Nell’aprile 2025 la Presidenza del Consiglio dei ministri, tramite il Dipartimento per le politiche della famiglia, e l’ente italiano di normazione hanno stipulato un accordo per sviluppare una prassi di riferimento “per la famiglia”, con la costituzione di un Tavolo tecnico incaricato di elaborare linee guida per l’accreditamento delle aziende private che adottano politiche a favore del bilanciamento vita-lavoro. L’esito è la Prassi di riferimento UNI/PdR 192:2026 “Sistema di gestione per la conciliazione tra vita familiare e lavoro – Requisiti per il benessere delle famiglie”, pubblicata il 14 aprile 2026, che prevede l’adozione di specifici KPI inerenti alle politiche aziendali a sostegno della famiglia, con attenzione specifica alla maternità, alla paternità e ai carichi di cura familiare.
L’articolo 1 del decreto definisce, dunque, due oggetti distinti:
→ da un lato, procedure per l’acquisizione delle certificazioni e loro periodo di validità
e
→ dall’altro lato, criteri e modalità di concessione dell’esonero contributivo a decorrere dall’anno 2026.
La certificazione e gli organismi abilitati al rilascio
Ai fini del conseguimento della certificazione, i parametri minimi di riferimento sono quelli della UNI/PdR 192:2026.
Nella presentazione ministeriale della misura, le aree in cui il datore di lavoro deve dimostrare concretamente il proprio impegno organizzativo sono flessibilità, sostegno a maternità e paternità, cura dei familiari fragili, welfare familiare, benessere dei dipendenti e continuità di carriera dopo i congedi.

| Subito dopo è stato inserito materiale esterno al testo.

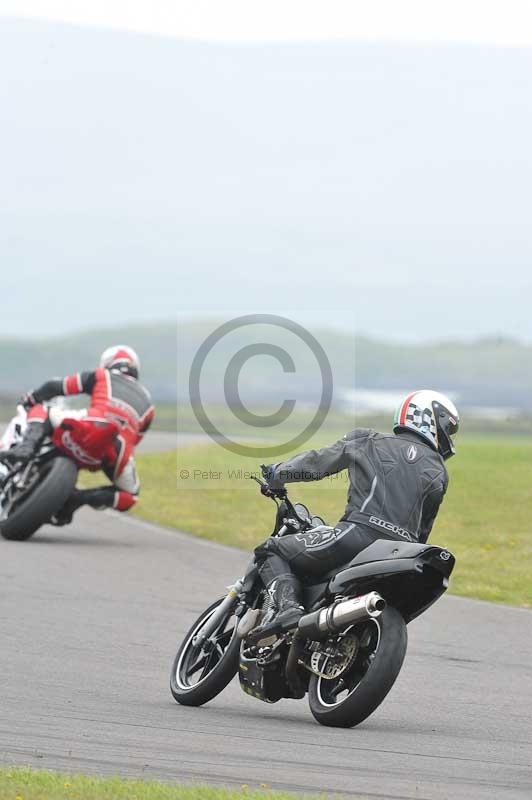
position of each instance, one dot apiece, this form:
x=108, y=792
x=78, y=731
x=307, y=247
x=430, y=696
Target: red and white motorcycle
x=32, y=493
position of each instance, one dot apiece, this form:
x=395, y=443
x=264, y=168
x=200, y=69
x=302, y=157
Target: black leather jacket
x=396, y=481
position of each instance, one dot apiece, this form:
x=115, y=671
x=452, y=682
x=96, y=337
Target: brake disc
x=328, y=666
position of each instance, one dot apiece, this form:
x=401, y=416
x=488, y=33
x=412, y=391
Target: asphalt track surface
x=90, y=618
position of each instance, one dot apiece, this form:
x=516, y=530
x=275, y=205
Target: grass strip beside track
x=29, y=784
x=486, y=517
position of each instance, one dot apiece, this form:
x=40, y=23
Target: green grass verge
x=29, y=784
x=486, y=518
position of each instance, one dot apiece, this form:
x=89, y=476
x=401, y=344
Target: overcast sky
x=501, y=22
x=383, y=187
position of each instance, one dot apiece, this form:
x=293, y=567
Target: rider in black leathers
x=396, y=485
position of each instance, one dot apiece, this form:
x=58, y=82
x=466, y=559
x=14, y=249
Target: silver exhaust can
x=340, y=615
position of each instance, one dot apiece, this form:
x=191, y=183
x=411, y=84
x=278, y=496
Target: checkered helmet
x=121, y=358
x=431, y=415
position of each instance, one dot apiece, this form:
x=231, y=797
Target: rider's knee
x=124, y=500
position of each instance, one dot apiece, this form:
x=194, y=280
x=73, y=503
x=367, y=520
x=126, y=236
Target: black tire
x=368, y=691
x=219, y=671
x=50, y=494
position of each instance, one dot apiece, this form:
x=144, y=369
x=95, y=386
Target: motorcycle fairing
x=409, y=576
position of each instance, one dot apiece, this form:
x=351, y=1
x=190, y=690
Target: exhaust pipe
x=340, y=615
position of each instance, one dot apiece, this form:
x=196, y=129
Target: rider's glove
x=28, y=400
x=273, y=485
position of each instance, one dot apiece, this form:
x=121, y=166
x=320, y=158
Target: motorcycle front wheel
x=201, y=671
x=347, y=700
x=50, y=487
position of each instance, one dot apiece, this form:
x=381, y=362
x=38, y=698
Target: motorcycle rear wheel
x=349, y=699
x=216, y=661
x=55, y=485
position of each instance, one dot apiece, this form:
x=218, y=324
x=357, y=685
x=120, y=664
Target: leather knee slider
x=124, y=500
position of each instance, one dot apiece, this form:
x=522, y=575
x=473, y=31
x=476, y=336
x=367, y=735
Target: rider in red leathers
x=103, y=436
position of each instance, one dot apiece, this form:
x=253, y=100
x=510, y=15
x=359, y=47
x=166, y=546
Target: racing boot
x=287, y=611
x=33, y=437
x=101, y=497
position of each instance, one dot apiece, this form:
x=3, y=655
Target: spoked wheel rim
x=197, y=662
x=332, y=693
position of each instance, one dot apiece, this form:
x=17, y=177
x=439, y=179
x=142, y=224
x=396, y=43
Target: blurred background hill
x=484, y=375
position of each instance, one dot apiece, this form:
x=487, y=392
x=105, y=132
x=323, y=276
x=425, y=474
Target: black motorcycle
x=347, y=650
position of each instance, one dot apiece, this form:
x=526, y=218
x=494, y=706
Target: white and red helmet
x=433, y=416
x=121, y=358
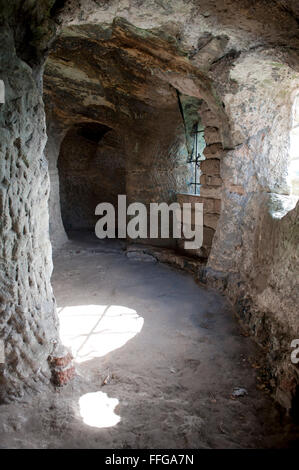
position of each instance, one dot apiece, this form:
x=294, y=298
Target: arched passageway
x=91, y=167
x=139, y=71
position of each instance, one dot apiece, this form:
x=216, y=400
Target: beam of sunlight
x=92, y=331
x=97, y=410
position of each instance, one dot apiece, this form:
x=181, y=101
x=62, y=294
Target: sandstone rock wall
x=28, y=321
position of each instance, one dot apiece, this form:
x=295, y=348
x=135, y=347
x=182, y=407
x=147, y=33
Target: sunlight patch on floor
x=97, y=410
x=92, y=331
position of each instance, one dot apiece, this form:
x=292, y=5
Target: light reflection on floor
x=97, y=410
x=92, y=331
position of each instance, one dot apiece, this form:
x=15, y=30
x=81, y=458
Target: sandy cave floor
x=157, y=360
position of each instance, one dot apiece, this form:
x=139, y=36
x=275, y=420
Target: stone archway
x=250, y=78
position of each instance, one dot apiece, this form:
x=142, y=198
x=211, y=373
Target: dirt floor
x=158, y=359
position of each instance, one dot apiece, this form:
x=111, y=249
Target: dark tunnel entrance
x=91, y=168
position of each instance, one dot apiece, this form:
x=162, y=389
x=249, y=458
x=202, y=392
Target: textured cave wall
x=254, y=257
x=28, y=321
x=225, y=41
x=91, y=170
x=157, y=156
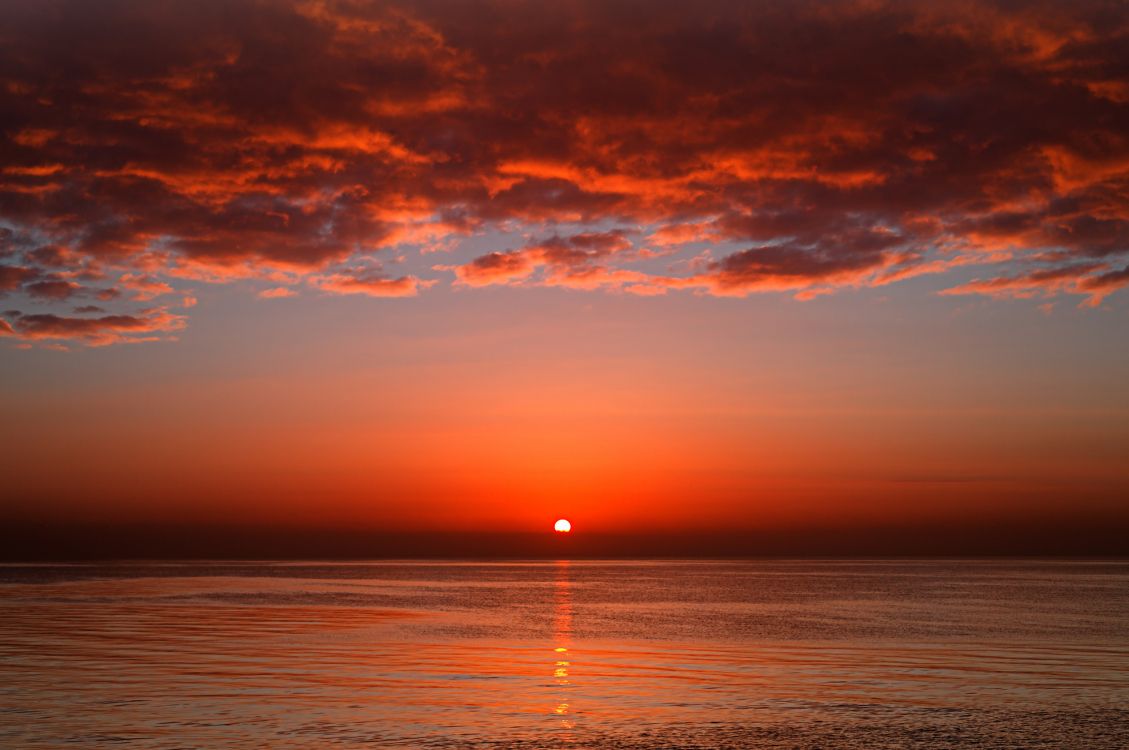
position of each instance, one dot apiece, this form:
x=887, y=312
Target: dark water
x=760, y=654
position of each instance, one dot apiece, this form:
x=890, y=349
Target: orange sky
x=430, y=267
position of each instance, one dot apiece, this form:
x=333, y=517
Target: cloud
x=53, y=289
x=1078, y=278
x=276, y=293
x=815, y=146
x=370, y=282
x=93, y=331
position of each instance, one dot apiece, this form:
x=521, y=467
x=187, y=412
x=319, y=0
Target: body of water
x=569, y=654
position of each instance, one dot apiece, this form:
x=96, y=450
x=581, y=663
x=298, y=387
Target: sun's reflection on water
x=562, y=636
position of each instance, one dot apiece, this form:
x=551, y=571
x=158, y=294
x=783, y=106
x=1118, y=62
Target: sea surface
x=568, y=654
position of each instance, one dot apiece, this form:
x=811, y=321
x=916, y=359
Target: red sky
x=653, y=266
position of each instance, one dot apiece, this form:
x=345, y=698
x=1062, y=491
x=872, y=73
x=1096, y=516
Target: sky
x=659, y=268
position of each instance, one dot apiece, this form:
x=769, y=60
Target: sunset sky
x=658, y=267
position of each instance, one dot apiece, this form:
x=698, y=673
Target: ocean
x=566, y=654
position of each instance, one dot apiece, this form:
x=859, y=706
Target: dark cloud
x=95, y=331
x=836, y=142
x=53, y=289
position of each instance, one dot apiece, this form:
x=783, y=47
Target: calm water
x=760, y=654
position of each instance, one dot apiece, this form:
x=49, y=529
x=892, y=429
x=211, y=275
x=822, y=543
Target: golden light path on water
x=626, y=655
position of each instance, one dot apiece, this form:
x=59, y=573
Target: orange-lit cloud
x=815, y=146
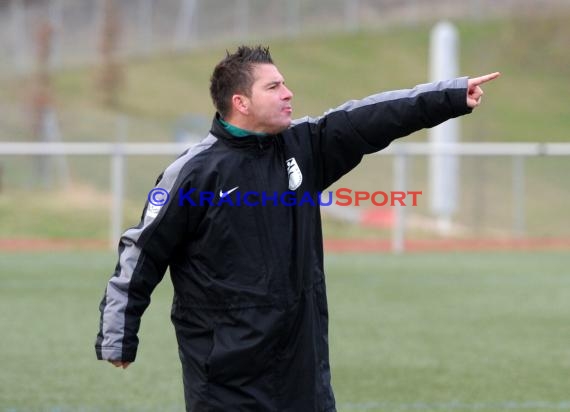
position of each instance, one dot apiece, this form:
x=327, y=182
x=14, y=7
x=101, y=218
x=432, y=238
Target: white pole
x=400, y=180
x=518, y=196
x=444, y=169
x=118, y=181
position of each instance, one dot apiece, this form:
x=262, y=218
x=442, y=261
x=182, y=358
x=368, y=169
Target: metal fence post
x=518, y=196
x=400, y=183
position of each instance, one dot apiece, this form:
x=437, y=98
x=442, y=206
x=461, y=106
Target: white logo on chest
x=294, y=173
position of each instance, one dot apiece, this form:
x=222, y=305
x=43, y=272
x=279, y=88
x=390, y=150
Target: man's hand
x=120, y=364
x=474, y=92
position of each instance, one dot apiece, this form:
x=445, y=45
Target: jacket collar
x=251, y=141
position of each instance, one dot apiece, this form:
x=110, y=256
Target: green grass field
x=429, y=332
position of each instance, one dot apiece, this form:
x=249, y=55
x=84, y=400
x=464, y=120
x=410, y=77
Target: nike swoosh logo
x=224, y=194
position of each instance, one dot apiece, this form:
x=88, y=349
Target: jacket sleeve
x=342, y=136
x=144, y=253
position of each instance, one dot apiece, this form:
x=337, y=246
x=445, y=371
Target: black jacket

Il rilascio compete agli organismi di valutazione della conformità accreditati nell’ambito della conciliazione tra famiglia e lavoro ai sensi del Regolamento CE n. 765/2008.
Il dato da presidiare è la specificità dell’accreditamento; il certificato di accreditamento dell’organismo deve essere rilasciato in conformità alla norma UNI CEI EN ISO/IEC 17021-1 specificamente per la UNI/PdR 192:2026.
Un accreditamento generico su altri schemi di certificazione non abilita, quindi, al rilascio del titolo rilevante ai fini dell’esonero e la verifica preliminare sull’organismo prescelto diventa un passaggio importante.
Le certificazioni rilasciate ai sensi del Decreto hanno un periodo di validità pari a 36 mesi.
Misura, decorrenza e durata dell’esonero
Alle aziende in possesso della certificazione è riconosciuto l’esonero contributivo secondo i criteri fissati dall’articolo 4 .
L’INPS autorizza la fruizione dell’esonero dal versamento dei contributi previdenziali complessivi a carico del datore di lavoro nella misura non superiore all’1%, fermo restando il limite massimo di 50.000 euro annui e la possibile riduzione proporzionale.
Il beneficio è parametrato su base mensile e fruito in riduzione dei contributi previdenziali a carico del datore di lavoro, in relazione alle mensilità di validità della certificazione.
Non si tratta, dunque, di un importo attribuito in unica soluzione, ma di un abbattimento che segue l’arco temporale di copertura della certificazione.
Quanto alla decorrenza, l’esonero è riconosciuto a partire dal 28 giugno 2026, data di entrata in vigore della Legge n. 112/2026 di conversione del D.L. n. 62/2026, e per tutto il periodo di validità delle certificazioni, ma comunque non oltre il 31 dicembre 2028.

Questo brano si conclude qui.